Che disgusto!

disgusto psicologo ferrara

Quante volte girando per strada abbiamo visto cose che ci hanno fatto esclamare <<Bleah, che schifo!>>. Escrementi, insetti, cibo andato a male, etc. Ma che cos’è il disgusto?

Come per le altre emozioni, anche per il disgusto vale il concetto che si tratti di un’emozione fondamentale e a scopo adattivo. Il disgusto influenza il nostro comportamento e le nostre interazioni sociali: la selezione di ciò che mangiamo, i vestiti che indossiamo, la scelta della musica… ma non solo, anche la scelta del partner sessuale o delle pratiche sessuali, la scelta degli amici o dei gruppi sociali e, più in generale, può arrivare ad influenzare i nostri concetti di moralità (Chapman HA et al., 2012).

Diversi tipi di disgusto

Il disgusto è qualcosa che va al di là del “provare ribrezzo” verso qualcosa; esso sembrerebbe avere un base genetica. Seguendo la prospettiva evolutiva, il disgusto ci permette di evitare agenti patogeni, contaminanti o tossine.

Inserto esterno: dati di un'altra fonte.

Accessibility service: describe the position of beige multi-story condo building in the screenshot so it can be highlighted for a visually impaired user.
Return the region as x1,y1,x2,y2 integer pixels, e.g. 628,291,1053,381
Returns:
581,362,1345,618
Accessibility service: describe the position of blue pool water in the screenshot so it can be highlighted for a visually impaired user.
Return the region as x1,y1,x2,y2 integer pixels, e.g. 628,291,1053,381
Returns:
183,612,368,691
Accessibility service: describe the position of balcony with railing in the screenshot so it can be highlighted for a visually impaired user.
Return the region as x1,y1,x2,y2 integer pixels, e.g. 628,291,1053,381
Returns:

L’evitamento umano delle situazioni o di tutte le minacce infettive è motivato dall’emozione stessa del disgusto (Curtis V, 2007). Anche Darwin si occupò di disgusto definendolo come “una sensazione riferita a qualcosa di rivoltante, principalmente in relazione al senso del gusto, come effettivamente percepito o vividamente immaginato; e secondariamente a tutto ciò che provoca una sensazione simile, attraverso l’olfatto, il tatto e persino la vista”.

Con il termine disgusto non ci si riferisce solo a stimoli legati al cibo (come, ad esempio, la carne in putrefazione), ma anche al corpo (p.es. odore di sudore, lesioni fisiche, feci, capelli sporchi, etc.) e ad alcune pratiche sessuali (p.es. incesto, pedofilia, coprofilia, etc.). Sempre secondo la visione evolutiva, il disgusto assume un “significato morale”. In che senso?

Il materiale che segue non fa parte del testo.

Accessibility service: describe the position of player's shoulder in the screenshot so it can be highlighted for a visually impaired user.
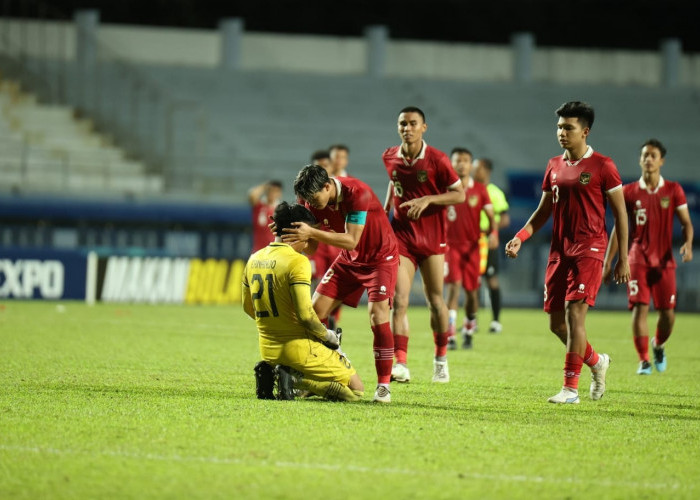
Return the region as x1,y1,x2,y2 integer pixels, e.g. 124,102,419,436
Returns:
382,146,401,160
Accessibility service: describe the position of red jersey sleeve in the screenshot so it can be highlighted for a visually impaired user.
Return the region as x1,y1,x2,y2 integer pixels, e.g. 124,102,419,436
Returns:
673,183,688,208
601,158,622,193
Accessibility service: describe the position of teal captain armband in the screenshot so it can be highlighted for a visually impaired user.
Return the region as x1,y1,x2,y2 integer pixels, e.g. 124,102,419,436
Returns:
345,212,367,226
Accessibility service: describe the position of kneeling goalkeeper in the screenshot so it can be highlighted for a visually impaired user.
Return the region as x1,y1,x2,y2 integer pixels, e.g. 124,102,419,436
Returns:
242,202,364,401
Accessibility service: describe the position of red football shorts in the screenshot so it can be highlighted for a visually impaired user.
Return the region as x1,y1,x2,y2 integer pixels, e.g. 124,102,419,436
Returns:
445,241,481,291
392,224,447,267
316,256,399,307
544,257,603,313
627,264,676,310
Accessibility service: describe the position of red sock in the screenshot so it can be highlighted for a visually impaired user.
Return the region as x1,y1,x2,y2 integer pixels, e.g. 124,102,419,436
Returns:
564,352,583,389
372,322,394,384
394,335,408,365
654,328,671,347
433,331,450,356
632,335,649,361
331,306,341,324
583,342,598,366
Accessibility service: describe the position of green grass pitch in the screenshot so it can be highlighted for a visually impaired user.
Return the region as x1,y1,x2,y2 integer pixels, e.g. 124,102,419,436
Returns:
0,302,700,499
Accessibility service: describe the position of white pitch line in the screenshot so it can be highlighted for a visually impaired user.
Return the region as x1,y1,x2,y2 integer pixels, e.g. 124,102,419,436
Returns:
0,444,695,490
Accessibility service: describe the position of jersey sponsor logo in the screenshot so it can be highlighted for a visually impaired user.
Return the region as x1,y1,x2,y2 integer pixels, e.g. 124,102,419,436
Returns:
0,259,65,299
447,205,457,222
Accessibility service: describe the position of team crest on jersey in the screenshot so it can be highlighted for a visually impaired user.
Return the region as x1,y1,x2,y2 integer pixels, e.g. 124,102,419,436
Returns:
447,205,457,222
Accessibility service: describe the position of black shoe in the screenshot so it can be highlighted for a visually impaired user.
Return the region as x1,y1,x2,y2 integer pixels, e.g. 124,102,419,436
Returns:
462,333,472,349
275,365,297,400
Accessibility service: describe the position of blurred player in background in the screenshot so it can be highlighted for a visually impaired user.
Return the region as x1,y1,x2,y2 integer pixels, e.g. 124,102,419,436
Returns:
382,106,465,382
328,144,350,177
248,181,282,252
283,165,399,403
445,148,498,349
242,202,364,401
474,158,510,333
603,139,693,375
506,101,630,403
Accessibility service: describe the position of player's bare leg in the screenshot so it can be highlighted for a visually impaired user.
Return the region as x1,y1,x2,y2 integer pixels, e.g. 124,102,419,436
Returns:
367,299,394,403
652,309,676,372
632,304,651,375
420,255,450,382
391,255,416,382
445,282,462,349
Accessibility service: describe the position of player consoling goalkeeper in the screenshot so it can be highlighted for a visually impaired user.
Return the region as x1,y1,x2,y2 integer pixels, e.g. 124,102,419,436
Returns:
242,202,364,401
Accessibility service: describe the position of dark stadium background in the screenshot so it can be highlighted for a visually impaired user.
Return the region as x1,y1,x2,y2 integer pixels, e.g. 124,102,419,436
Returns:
9,0,700,51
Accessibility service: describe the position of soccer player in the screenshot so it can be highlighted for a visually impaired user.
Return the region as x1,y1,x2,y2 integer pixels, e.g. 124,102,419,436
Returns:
474,158,510,333
445,148,498,349
382,106,465,382
311,149,332,171
248,181,282,252
603,139,693,375
328,144,350,177
506,101,630,403
242,202,364,401
283,165,399,403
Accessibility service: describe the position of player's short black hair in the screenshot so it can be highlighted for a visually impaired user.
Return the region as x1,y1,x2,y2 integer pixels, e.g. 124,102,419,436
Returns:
477,158,493,172
556,101,595,128
399,106,426,123
294,165,331,201
450,147,474,158
311,149,331,163
639,139,666,158
272,201,316,236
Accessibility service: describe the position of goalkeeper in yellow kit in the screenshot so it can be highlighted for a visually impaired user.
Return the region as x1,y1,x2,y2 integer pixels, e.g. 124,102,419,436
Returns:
242,202,364,401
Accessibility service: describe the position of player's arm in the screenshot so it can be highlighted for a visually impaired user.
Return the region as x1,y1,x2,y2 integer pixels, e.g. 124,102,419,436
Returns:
483,204,498,250
498,210,510,229
603,226,617,283
607,187,630,284
676,205,694,262
506,191,553,259
400,181,465,220
282,211,367,250
290,283,340,348
241,276,255,319
248,182,267,206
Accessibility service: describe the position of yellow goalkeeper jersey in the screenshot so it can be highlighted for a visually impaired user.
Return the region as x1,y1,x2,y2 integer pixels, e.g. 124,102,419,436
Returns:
243,243,313,342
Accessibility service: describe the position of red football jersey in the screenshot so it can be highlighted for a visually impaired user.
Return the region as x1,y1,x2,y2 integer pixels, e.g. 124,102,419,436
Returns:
542,146,622,261
305,177,399,264
382,142,461,246
253,201,276,252
622,177,687,267
445,178,491,248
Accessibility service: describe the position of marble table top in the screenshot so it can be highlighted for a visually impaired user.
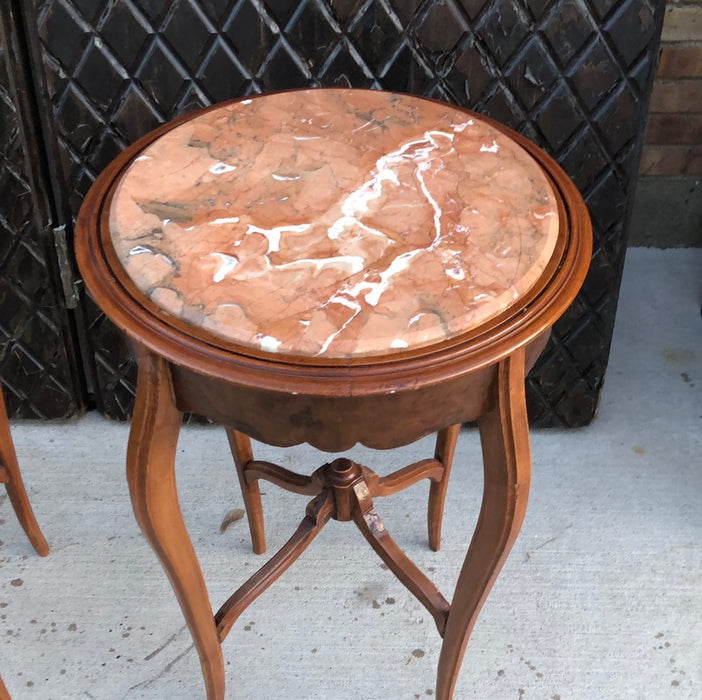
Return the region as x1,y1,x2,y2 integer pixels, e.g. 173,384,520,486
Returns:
110,90,559,358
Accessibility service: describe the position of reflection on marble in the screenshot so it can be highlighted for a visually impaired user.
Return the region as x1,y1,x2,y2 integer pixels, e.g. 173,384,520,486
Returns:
110,90,558,358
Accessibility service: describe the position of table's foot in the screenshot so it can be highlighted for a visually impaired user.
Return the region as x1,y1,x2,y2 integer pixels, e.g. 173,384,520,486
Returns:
436,350,531,700
0,386,49,557
127,352,224,700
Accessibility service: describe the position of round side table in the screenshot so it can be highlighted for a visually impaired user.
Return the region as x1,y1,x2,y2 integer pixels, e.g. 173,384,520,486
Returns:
76,89,591,700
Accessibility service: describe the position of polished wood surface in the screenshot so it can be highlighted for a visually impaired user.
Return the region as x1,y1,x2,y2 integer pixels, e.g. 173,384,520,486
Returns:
0,386,49,557
76,89,591,700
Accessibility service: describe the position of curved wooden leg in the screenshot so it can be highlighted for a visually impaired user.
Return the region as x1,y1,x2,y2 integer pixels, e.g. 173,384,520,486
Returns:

Secondo Tyber il disgusto morale ci permette di evitare di instaurare relazioni sociali con le persone che, attraverso comportamenti estremi (come stupri, omicidi, pedofilia…) o trasgressioni “minori” (come furti, bestemmie, menzogne…), violano le norme sociali. In altre parole il disgusto entra in gioco (cioè è una risposta emotiva) quando dobbiamo valutare se un’azione è eticamente accettabile oppure no (Ivan CE, 2015; Tybur JM et al., 2013).
Da uno studio di Rozin e coll. del 1994 è emerso che il disgusto è legato a 7 tematiche diverse: morte, igiene, animali, rifiuti corporei, sesso, magia simpatica, abusi o violenze fisiche, prodotti alimentari. Questi tipi di stimoli suscitano disgusto perché agiscono sia come “promemoria” della nostra vulnerabilità e mortalità, sia come sistema di protezione verso tutti quegli agenti o situazioni pericolose in termini di avvelenamento, contaminazione o minaccia del proprio ordine morale (Haidt J et al., 1994).

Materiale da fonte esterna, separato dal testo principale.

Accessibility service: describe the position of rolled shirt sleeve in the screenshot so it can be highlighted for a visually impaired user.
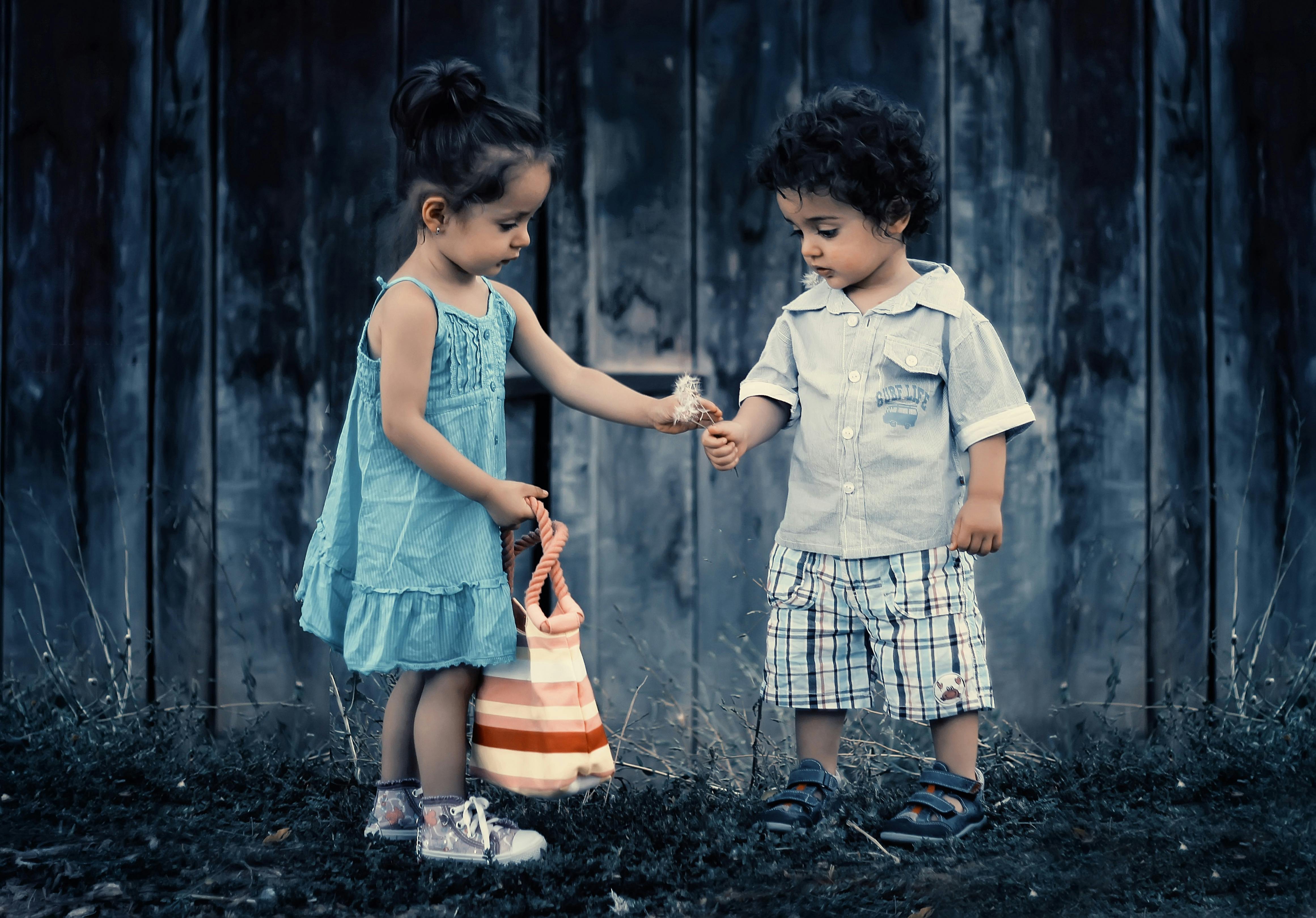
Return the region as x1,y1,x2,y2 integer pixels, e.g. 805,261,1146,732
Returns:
953,310,1036,451
739,316,800,424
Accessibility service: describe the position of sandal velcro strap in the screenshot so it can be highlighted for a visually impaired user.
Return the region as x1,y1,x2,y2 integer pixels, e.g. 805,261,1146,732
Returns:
919,768,983,794
908,790,959,815
786,759,841,793
767,790,823,810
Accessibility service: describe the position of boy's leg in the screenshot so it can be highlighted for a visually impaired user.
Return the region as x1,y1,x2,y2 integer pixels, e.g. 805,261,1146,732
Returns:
929,710,978,779
795,707,845,775
379,671,425,781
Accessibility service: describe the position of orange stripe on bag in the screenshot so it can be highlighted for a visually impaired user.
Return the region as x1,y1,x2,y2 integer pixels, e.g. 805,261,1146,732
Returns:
471,497,613,797
471,723,608,752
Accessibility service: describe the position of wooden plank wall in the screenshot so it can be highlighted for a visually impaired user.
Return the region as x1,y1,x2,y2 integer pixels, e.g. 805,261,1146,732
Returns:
0,0,1316,743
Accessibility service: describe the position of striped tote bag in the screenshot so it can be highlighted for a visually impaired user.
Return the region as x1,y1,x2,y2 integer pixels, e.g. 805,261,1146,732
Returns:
470,498,613,797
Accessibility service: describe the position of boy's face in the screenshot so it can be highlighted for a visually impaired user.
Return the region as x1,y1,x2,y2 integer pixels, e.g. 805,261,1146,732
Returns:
776,191,909,291
437,157,550,277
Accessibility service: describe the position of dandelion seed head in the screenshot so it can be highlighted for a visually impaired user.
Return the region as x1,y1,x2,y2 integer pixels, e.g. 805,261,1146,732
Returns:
673,373,708,428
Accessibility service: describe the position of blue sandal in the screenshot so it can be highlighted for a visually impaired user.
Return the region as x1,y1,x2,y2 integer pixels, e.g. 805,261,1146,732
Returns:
880,762,987,844
759,759,841,832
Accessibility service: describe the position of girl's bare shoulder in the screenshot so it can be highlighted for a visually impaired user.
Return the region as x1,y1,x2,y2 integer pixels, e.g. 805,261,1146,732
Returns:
370,281,438,333
489,280,534,313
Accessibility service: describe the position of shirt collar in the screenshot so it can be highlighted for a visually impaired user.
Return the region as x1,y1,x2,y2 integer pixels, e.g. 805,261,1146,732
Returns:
786,258,965,317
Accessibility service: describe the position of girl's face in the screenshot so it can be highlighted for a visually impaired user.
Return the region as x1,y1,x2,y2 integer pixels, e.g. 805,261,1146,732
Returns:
776,191,909,291
422,163,550,277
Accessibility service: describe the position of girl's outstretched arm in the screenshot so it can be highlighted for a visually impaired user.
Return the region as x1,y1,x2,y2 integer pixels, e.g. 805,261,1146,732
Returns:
371,284,549,527
493,281,722,434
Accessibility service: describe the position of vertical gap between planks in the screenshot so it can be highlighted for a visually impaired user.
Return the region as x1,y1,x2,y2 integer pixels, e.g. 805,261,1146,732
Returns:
686,0,703,755
1196,0,1218,705
0,0,13,668
145,0,164,704
941,0,954,264
800,0,815,99
203,0,224,715
393,0,407,85
1142,0,1159,733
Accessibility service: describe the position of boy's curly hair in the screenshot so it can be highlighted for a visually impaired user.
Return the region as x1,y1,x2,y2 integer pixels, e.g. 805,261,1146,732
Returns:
754,87,941,241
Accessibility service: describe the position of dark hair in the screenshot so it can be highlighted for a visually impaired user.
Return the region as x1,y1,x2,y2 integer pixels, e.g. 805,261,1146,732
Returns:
388,58,557,262
754,87,941,241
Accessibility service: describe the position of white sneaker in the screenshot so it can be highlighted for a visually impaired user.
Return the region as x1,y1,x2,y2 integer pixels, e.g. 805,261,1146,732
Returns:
416,797,547,864
366,777,421,842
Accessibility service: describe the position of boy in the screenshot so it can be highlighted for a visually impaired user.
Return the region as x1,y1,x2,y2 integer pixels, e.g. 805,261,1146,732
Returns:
703,88,1033,842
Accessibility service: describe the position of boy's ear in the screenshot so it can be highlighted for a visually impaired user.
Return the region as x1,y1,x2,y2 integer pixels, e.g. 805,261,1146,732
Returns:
420,195,453,233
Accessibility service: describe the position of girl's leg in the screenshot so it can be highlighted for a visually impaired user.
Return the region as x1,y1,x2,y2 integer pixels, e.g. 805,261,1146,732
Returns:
379,671,425,781
795,707,845,775
415,666,480,797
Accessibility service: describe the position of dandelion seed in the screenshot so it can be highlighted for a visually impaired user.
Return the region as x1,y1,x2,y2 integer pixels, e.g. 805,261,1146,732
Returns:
673,373,712,428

Tybur e coll., in uno studio più recente, hanno ampliato questo concetto ipotizzando che il disgusto è una risposta a 3 problemi adattivi:

  • prevenire le infezioni;
  • ottimizzazione della scelta del partner;
  • regolazione del comportamento sociale degli altri attraverso la punizione e/o l’evitamento (Tybur et al., 2009).

Il disgusto prevede l’utilizzo di numerosi meccanismi cognitivi rapidi e flessibili: riconoscimento, memoria ed apprendimento (per regolare l’esposizione agli agenti patogeni) e cognizione sociale (fondamentale per il riconoscimento e l’apprendimento sociale). Tutto ciò implica l’utilizzo di tutte le informazioni che un individuo ha accumulato attraverso le precedenti esperienze sociali e l’osservazione degli altri individui e di “aggiustare” il proprio comportamento in base all’ambiente sociale in cui si ritrova (Choleris et al., 2009).

In conclusione possiamo vedere il disgusto come un sistema affettivo che si è evoluto da un lato per proteggerci da agenti patogeni, tossine e parassiti, dall’altro per “guidarci” in tutte le nostre funzioni sociali. Il disgusto serve sia per proteggerci dalla consapevolezza della nostra “origine” animale e della nostra mortalità sia per il mantenimento di un ordine morale (Menninghaus W, 2003; Rozin P et al., 1999; Haidt J et al., 1994; Rozin P et al., 1987).